Operator to join Arkoma Fayetteville shale gas play

Aug. 1, 2005
Another operator plans to spud its first well in the Arkoma basin Mississippian Fayetteville shale gas play in September.

Another operator plans to spud its first well in the Arkoma basin Mississippian Fayetteville shale gas play in September.

Chesapeake Energy Corp., Oklahoma City, said earlier this year that it had acquired 250,000 prospective acres in the Hartshorne coal and the Caney, Woodford, and Fayetteville shale plays in the Arkoma basin (OGJ Online, Feb. 22, 2005).

The company said in June that it has amassed 190,000 acres in the Fayetteville shale play alone and plans to spud its first well in September but has given no location details.

Meanwhile, Panhandle Royalty Co., Oklahoma City, said July 19 that it had leased 9,000 net acres of nonproducing minerals in Arkansas for $2.024 million.

Panhandle Royalty, without naming the buyer, said it is a major independent producer that represented it had acquired more than 200,000 net acres in the Fayetteville play.

Chesapeake declined to confirm or deny that it acquired the interests from Panhandle Royalty, saying it will more fully discuss the Fayetteville play in a conference call on Aug. 5.

Southwestern Energy Co., Houston, held 645,000 net undeveloped acres and controlled another 125,000 net acres held by conventional production in the basin fairway in the play area.

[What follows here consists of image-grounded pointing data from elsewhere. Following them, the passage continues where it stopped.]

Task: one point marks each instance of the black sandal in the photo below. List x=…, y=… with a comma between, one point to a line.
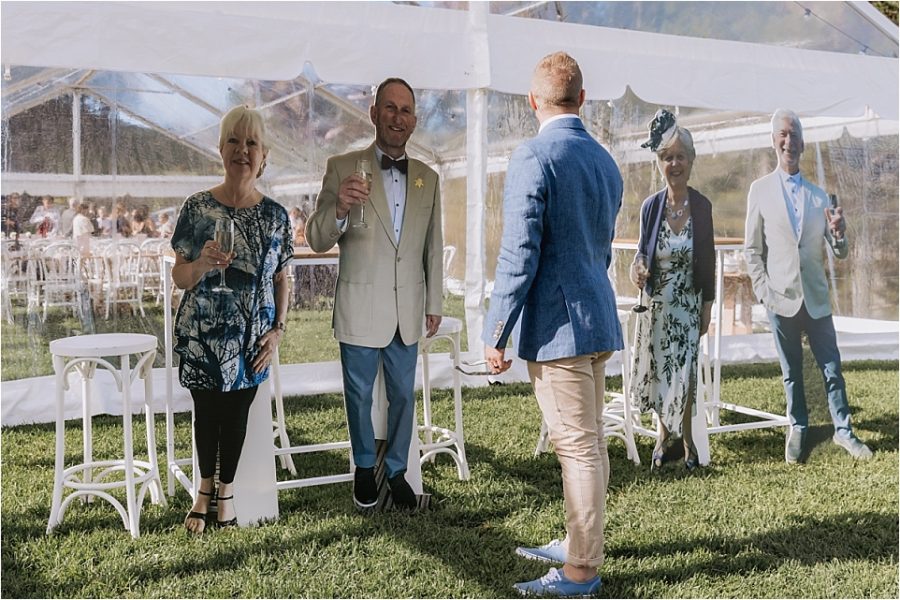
x=230, y=522
x=197, y=515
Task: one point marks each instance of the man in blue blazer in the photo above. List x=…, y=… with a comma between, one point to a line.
x=789, y=222
x=563, y=193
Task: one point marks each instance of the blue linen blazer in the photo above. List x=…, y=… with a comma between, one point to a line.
x=562, y=195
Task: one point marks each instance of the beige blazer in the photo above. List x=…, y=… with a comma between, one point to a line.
x=786, y=271
x=382, y=285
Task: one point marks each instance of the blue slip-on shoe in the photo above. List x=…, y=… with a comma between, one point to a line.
x=853, y=445
x=555, y=584
x=550, y=552
x=793, y=445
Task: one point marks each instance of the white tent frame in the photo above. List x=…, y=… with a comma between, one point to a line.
x=447, y=49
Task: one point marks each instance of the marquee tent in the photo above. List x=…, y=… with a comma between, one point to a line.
x=173, y=68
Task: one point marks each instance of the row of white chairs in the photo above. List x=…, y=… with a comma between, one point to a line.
x=62, y=273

It had drilled 48 Fayetteville wells and participated in one outside-operated well in Franklin, Conway, Van Buren, Cleburne, and Faulkner counties (OGJ, July 18, 2005, p. 35).

The minerals Panhandle Royalty leased are in Van Buren, White, Yell, Cleburne, Conway, Faulkner, Johnson, and Pope counties, Arkansas. The term of the lease is 5 years and allows Panhandle Royalty the option to participate with a working interest in some of the larger interest tracts.

Panhandle Royalty said that in the past 12-13 years it has acquired large blocks and individual tracts totaling thousands to tens of thousands of acres in several areas that have since evolved from frontier basins to areas of high exploration interest. The areas include the Ouachita Overthrust in southeastern Oklahoma, and Marathon Overthrust in West Texas, the Tucumcari basin and Permian Basin northwest shelf in New Mexico, and the Williston basin in North Dakota.

“Developing new plays such as the Fayetteville shale and other nontraditional new methods and technologies for drilling and producing oil and gas are factors considered in determining where we have bought minerals in the past and where we are acquiring them today for our participation and-or leasing to others,” Panhandle Royalty said.